There are several ways to examine the effects of the reform’s efforts on students over the years. This section begins with a discussion of various analyses related to student performance on the Illinois Student Achievement Test (ISAT), the state of Illinois’ criterion-referenced assessment for grades 3-8, including a broad summary of the findings from across these studies. Interested readers may examine the individual studies for more details, including their strengths and limitations, a variety of charts and graphs, additional statistical details, as well as nuances of the findings. Also described in this section are other elementary student outcomes, such as the performance of elementary students on an end-of-course algebra assessment and their subsequent performance in high school mathematics.
It is also important when reading the following sections to remember several of the difficulties with this type of work in applied settings. First, there is the difficulty that arises in measuring effects of complex initiatives especially those that are evolving over time both in terms of the reform activities themselves, but also where teachers and schools change their participation status (i.e., participating or not or changing dosage of participation). A second difficulty occurs when there is not a universally accepted outcome measure(s). The reform involved multiple grade levels and several different measures of student outcomes some of which are more relevant to certain stakeholders than others. A third difficulty occurs due to the challenges of unpacking and systematically measuring all of the intermediate casual steps (e.g., professional development and in-classroom coaching leading to changes in classroom practice which in turn lead to changes in student performance on high stakes assessments; enhanced teacher content knowledge leading to changes in the rigor of assigned student tasks leading to changes in student performance on interim assessments) in a complex reform's theory of action.

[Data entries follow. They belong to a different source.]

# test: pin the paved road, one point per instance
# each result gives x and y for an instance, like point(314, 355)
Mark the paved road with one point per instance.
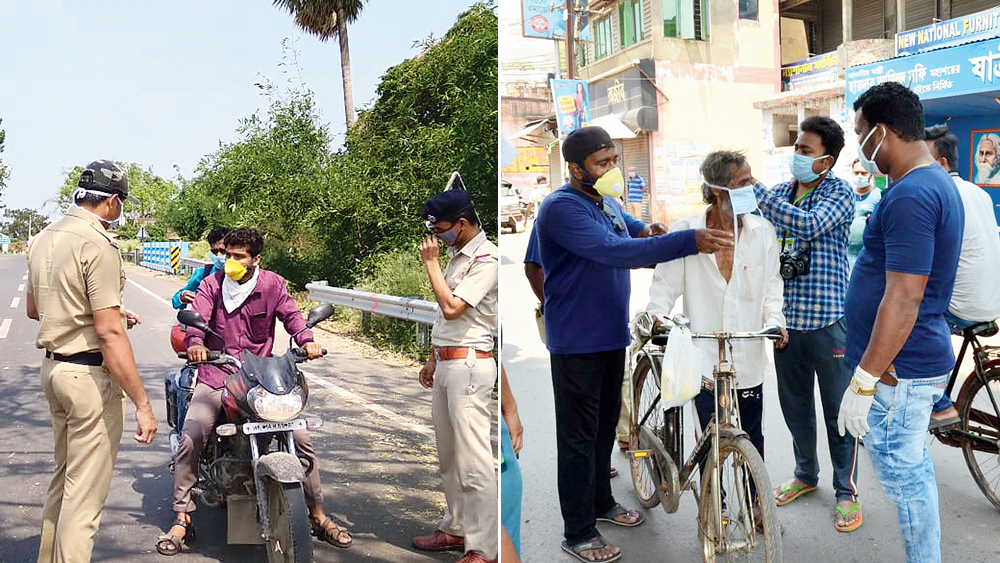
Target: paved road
point(376, 449)
point(970, 525)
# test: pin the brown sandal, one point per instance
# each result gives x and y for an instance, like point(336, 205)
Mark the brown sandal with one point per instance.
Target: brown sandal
point(331, 535)
point(170, 545)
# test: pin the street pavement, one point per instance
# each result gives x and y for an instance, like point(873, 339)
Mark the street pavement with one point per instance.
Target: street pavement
point(376, 450)
point(970, 524)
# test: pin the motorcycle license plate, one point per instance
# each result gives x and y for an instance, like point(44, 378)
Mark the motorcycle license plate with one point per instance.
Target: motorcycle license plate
point(261, 427)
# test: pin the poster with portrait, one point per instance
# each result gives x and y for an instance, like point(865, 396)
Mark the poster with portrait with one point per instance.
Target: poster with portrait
point(984, 168)
point(572, 101)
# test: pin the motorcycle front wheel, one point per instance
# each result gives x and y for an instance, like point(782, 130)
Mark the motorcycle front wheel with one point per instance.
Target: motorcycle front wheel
point(290, 534)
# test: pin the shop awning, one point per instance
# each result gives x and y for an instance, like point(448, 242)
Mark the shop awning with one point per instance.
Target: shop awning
point(533, 128)
point(613, 126)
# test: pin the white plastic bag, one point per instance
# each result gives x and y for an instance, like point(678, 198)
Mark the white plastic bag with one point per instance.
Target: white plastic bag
point(680, 373)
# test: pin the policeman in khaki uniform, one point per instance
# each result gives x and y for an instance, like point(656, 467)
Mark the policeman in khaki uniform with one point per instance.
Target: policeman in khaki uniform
point(76, 282)
point(462, 372)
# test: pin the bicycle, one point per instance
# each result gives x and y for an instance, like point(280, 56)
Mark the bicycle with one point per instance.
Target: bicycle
point(724, 456)
point(978, 431)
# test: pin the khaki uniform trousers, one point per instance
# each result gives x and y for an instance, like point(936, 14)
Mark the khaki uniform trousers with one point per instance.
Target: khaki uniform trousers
point(460, 409)
point(87, 417)
point(199, 422)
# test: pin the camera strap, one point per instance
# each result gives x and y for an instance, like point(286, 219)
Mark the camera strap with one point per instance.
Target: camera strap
point(796, 202)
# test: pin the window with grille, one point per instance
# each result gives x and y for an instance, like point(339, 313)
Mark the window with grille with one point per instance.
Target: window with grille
point(686, 19)
point(604, 38)
point(630, 22)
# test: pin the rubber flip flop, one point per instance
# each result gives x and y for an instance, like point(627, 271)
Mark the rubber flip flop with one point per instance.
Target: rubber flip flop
point(786, 488)
point(849, 527)
point(620, 510)
point(595, 543)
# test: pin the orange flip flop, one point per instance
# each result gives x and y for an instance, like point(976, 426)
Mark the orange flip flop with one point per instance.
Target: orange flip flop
point(851, 526)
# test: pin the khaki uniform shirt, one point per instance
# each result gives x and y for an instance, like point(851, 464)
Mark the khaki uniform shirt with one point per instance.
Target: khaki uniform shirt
point(472, 275)
point(74, 269)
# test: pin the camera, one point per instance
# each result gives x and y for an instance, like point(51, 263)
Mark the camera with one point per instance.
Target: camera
point(794, 263)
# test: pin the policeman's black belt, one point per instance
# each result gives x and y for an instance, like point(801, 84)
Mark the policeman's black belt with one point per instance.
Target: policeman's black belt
point(83, 358)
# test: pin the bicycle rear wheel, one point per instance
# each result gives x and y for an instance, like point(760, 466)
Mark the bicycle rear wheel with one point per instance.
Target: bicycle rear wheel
point(645, 473)
point(750, 529)
point(980, 418)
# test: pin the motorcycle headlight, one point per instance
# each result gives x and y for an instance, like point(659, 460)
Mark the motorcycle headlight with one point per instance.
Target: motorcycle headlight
point(276, 408)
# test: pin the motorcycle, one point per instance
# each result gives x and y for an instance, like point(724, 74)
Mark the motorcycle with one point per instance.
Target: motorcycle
point(249, 464)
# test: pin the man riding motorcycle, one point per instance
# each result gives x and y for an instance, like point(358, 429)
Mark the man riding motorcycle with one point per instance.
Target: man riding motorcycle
point(241, 304)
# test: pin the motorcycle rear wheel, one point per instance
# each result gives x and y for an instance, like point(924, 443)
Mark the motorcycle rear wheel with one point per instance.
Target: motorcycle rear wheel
point(290, 534)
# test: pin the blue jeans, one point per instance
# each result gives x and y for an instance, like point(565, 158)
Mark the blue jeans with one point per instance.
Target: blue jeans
point(897, 447)
point(956, 325)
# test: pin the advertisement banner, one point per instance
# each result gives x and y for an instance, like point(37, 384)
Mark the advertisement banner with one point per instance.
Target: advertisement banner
point(821, 68)
point(958, 31)
point(546, 19)
point(960, 70)
point(572, 100)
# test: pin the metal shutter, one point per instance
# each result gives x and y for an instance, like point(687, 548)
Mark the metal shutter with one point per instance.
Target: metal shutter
point(866, 19)
point(919, 13)
point(833, 26)
point(961, 8)
point(635, 152)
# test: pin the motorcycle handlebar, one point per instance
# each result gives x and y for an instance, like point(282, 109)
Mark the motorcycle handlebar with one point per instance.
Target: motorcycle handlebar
point(301, 355)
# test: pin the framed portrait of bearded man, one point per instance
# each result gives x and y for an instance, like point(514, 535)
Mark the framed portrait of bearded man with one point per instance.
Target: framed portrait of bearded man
point(984, 167)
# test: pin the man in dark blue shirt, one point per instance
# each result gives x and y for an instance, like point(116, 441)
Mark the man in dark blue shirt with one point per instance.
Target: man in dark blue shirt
point(897, 335)
point(587, 248)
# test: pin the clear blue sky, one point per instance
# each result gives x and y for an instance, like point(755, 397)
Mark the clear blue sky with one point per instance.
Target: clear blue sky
point(163, 83)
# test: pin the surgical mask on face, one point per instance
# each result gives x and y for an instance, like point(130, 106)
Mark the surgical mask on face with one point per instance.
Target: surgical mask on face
point(861, 181)
point(611, 184)
point(743, 200)
point(235, 270)
point(869, 163)
point(219, 262)
point(802, 168)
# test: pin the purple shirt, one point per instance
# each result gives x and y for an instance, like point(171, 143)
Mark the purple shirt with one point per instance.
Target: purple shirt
point(249, 327)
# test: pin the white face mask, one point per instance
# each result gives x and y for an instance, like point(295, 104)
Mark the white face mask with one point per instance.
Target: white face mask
point(869, 163)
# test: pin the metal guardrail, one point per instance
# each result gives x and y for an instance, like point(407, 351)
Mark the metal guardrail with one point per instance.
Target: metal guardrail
point(409, 308)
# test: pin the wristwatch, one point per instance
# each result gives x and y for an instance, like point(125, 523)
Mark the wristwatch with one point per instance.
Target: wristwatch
point(856, 387)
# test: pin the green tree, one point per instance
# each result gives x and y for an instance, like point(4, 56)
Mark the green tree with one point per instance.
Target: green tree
point(22, 223)
point(4, 171)
point(327, 19)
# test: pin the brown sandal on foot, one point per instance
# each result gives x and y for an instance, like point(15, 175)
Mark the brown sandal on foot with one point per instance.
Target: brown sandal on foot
point(331, 535)
point(169, 545)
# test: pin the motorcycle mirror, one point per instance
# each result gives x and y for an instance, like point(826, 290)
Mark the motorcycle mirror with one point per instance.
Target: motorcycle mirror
point(191, 318)
point(319, 313)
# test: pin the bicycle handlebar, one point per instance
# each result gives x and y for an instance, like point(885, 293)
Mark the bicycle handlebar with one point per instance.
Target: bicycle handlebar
point(661, 328)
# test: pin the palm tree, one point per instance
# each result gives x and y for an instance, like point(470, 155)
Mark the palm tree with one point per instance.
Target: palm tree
point(326, 19)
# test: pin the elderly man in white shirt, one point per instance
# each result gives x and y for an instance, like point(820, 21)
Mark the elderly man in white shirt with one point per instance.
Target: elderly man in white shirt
point(715, 299)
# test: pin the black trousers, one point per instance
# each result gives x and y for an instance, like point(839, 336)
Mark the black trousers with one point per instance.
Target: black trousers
point(587, 391)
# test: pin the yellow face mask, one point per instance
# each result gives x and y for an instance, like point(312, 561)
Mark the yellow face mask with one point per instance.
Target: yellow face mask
point(235, 270)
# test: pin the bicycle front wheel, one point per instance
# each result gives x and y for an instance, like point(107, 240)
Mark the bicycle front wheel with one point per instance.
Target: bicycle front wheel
point(978, 411)
point(737, 517)
point(645, 390)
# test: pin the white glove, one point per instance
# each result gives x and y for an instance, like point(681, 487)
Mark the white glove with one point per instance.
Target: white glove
point(856, 403)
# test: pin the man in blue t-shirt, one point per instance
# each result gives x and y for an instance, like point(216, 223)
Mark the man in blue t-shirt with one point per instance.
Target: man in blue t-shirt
point(587, 247)
point(897, 335)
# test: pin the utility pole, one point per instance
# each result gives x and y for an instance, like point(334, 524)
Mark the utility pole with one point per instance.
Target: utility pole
point(570, 39)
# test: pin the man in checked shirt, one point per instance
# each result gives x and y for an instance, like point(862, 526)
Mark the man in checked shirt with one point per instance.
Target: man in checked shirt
point(812, 215)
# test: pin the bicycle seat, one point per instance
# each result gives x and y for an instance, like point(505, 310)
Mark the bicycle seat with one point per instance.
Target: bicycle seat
point(981, 329)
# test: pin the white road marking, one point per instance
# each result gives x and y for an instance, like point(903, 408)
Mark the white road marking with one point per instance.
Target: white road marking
point(151, 294)
point(400, 420)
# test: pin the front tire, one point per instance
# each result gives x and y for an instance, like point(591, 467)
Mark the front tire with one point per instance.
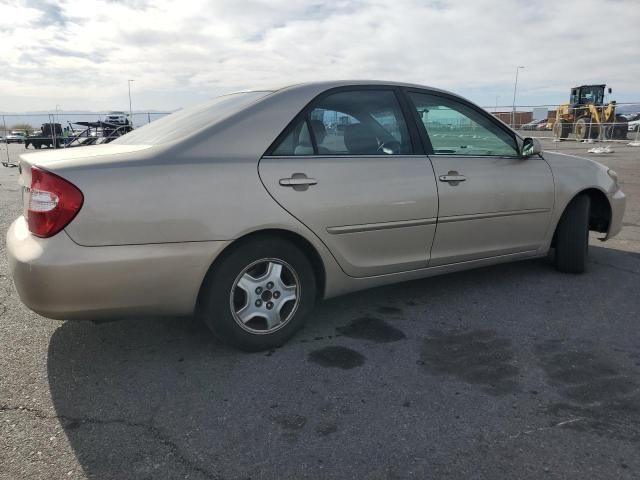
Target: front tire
point(257, 297)
point(572, 237)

Evaluators attempted to address these difficulties by conducting a range of studies, using different outcome measures and methodologies such that a body of evidence could be collected about the initiative. Although each of these individual approaches has weaknesses, the idea was to see what could be gleaned from the totality of the analyses. Evaluators also sought to pair these quantitative outcome studies with more qualitative studies of implementation and if we would have had more years of implementation and study our plan was to bring these two lines of inquiry into closer alignment. For example, we did do this in the study of 8th grade algebra where we carefully measured classroom implementation and correlated with student performance. We also developed and validated measures of implementation for CMSI implementing classrooms but as of this writing have not completed analyses linking these measures to student outcomes. However, we believe that in an applied setting where implementation of a complex initiative is likely to change over time, this multi-method, evolving approach might be more advantageous than trying to do more rigorous random control studies which might be better conducted in a situation where the treatment can be carefully defined and stays constant over time. In some ways, this approach is philosophically analogous to the Design, Educational Engineering, and Development approach that recently seems to be gaining more visibility (Bryk, 2009).